Tetraodon maternal and embryonic transcripts are associated with early embryonic developmental functions

In order to identify maternal and embryonic expressed transcripts, we evaluated the expression levels in the three developmental sampled stages (Suppl. Data S7) and carried out pairwise comparisons between each combination of two stages. To limit the rate of false positives, which might arise due to the lack of replicates we used stringent parameters and a specific filtering strategy in the selection of differentially expressed transcripts (see methods).

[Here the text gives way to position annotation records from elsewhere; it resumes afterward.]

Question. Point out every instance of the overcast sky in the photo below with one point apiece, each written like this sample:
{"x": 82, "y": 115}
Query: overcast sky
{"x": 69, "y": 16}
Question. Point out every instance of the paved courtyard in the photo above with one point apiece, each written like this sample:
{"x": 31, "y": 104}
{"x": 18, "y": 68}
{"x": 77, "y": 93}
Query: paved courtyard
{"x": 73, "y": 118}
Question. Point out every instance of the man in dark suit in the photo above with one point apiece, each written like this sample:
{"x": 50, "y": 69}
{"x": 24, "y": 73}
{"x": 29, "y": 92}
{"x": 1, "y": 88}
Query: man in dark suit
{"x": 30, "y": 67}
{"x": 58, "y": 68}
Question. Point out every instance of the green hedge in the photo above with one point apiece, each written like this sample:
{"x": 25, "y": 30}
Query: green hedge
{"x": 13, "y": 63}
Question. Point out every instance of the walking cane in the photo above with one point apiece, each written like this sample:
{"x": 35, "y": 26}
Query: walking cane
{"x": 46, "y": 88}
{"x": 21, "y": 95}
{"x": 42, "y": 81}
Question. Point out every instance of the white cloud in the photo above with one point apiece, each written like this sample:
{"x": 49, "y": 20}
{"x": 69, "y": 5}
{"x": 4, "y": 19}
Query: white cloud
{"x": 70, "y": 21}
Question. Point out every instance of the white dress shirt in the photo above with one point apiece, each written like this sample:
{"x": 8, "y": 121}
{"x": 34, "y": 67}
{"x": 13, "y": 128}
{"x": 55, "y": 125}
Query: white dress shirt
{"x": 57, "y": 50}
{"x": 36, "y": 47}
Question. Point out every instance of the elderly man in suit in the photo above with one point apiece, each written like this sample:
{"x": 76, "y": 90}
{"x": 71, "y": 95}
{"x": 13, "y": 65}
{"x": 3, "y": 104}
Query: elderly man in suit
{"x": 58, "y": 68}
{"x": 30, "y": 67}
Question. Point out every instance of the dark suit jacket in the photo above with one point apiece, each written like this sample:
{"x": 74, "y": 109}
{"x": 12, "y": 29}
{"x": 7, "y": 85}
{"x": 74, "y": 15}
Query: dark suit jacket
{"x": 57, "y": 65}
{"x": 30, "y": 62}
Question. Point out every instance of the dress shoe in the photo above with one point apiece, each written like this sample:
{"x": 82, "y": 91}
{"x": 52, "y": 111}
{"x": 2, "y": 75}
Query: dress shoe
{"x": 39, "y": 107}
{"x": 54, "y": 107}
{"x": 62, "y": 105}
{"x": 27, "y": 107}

A total of 10,965 coding and 192 lncRNA transcripts showed a significant change in the expression levels in at least one of the comparison. Among them we identified and classified the groups of maternal (307 coding, 10 lncRNAs) and embryonic (4221 coding, 81 lncRNAs) specific transcripts (see methods, Table 1 and Suppl. Table S2 and Suppl. Data S8). To understand the functions of coding genes differentially expressed during early development in tetraodon, we performed a gene ontology (GO) enrichment analysis (Suppl. Table S3). Maternal-specific protein coding genes showed significant enrichment for GO classes such as determination of dorsal identity, regulation of WNT signalling pathway, actin cytoskeleton organisation and mitosis (Fig. 4a) in agreement with what has been observed for maternally deposited transcripts in other species^28,29. The GO processes of BMP signalling pathway and somitogenesis were enriched in embryonic expressed genes along with calcium-dependent cell-cell adhesion, organ morphogenesis and regulation of transcription, terms usually associated with the developing embryo (Fig. 4b).

Table 1 Number of transcripts and their corresponding loci showing differential expression.

Full size table

It has been suggested that lincRNAs are functionally associated and often co-expressed with their proximal coding genes¹¹. We performed correlation analysis comparing the fold changes of lncRNAs transcripts with respect to the fold changes of their respective proximal coding genes. Results show a significant positive correlation (rho = 0.32, p-value = 1.34e10⁻⁷⁸) indicating that lncRNAs present expression dynamics similar to those of their flanking coding genes. Hence, to identify the putative functions of developmentally regulated lincRNAs, we analysed the functional enrichments of coding genes proximal to embryonic specific lincRNAs with respect to coding genes proximal to the whole set of lincRNAs (10 KB upstream and downstream). The number of maternal lincRNAs was too low (10 transcripts) to perform a similar analysis on them. Remarkably, the terms significantly enriched among coding transcripts proximal to embryonic lincRNAs include processes related to development, signalling, organogenesis and differentiation (Fig. 4c). Our results highlight the importance of the assembled transcriptome as an important resource giving novel insights into the transcriptional dynamics and functions of protein-coding and non-coding transcripts during embryogenesis.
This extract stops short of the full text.